One can see the retention of the granular structure after multiple intercalation/deintercalation processes accompanied by the visual compression and surface leveling (see Figure 2 and Figure 3) which does not affect the electrochemical properties (see the values of the specific capacity in Figure 7). The surface morphology for different stages of electrochemical investigations is shown in Figure 4. One can see no visual difference between the delithiated and relithiated samples, which corresponds to the charge and discharge stages of the electrochemical cell.

4. Conclusions

Li₃V₂(PO₄)₃/Li₃PO₄ composites, containing 7.5 wt% and 14 wt% of Li₃PO₄, were synthesized by the hydrothermal method and then subsequently annealed in an Ar atmosphere. No effect of Li₃PO₄ amount on the surface morphology of the investigated samples was observed; scanning electron microscopy measurements showed that the as-prepared samples had the granular structure and retained it after multiple intercalation/deintercalation processes, accompanied by visual compression and surface leveling. No visual difference between the surface morphology of delithiated and relithiated samples was observed.

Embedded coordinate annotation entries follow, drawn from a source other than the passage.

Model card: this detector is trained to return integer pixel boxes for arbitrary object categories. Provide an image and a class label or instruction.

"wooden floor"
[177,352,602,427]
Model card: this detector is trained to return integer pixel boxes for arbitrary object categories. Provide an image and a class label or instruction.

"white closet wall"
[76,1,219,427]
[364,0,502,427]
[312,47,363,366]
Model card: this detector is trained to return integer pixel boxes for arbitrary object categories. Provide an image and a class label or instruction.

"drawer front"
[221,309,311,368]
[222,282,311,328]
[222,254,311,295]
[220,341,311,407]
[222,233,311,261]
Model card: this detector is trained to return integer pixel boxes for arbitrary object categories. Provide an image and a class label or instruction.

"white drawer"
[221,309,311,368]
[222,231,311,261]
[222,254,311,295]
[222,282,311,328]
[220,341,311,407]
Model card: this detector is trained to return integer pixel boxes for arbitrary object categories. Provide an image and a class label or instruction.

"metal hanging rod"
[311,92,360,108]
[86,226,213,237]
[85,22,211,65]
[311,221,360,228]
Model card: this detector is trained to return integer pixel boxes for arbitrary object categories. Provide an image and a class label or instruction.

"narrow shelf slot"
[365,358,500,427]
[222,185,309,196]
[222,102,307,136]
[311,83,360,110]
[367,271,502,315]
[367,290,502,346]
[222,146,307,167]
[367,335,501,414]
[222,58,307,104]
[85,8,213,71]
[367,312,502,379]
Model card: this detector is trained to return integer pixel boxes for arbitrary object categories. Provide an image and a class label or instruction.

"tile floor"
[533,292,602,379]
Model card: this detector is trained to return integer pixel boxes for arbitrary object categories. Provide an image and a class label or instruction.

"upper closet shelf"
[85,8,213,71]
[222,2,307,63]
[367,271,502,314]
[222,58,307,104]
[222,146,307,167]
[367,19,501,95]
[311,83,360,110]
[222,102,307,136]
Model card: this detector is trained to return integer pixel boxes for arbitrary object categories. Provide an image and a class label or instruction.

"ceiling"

At the same time, the effect of Li₃PO₄ content on the magnetic properties was detected. Using electron spin resonance, it was observed that there was a decrease in the Li stoichiometry with increasing Li₃PO₄ content in LVPO/LPO composites. From the point of view of the electrochemical properties, the increase in Li₃PO₄ content led to the increase of the discharge capacity: 105 and 120 mAh g⁻¹ for the 200th cycle at 1C for LVPO/LPO-7.5 and LVPO/LPO-14, respectively, while the good cycle performance was realized for both samples.

We suggest that the improvement in the electrochemical performance of LVPO/LPO composites due to the incorporation of Li₃PO₄ can be attributed simultaneously to the chemical and magnetic inhomogeneity of the samples or just to one of these reasons, which requires further investigation.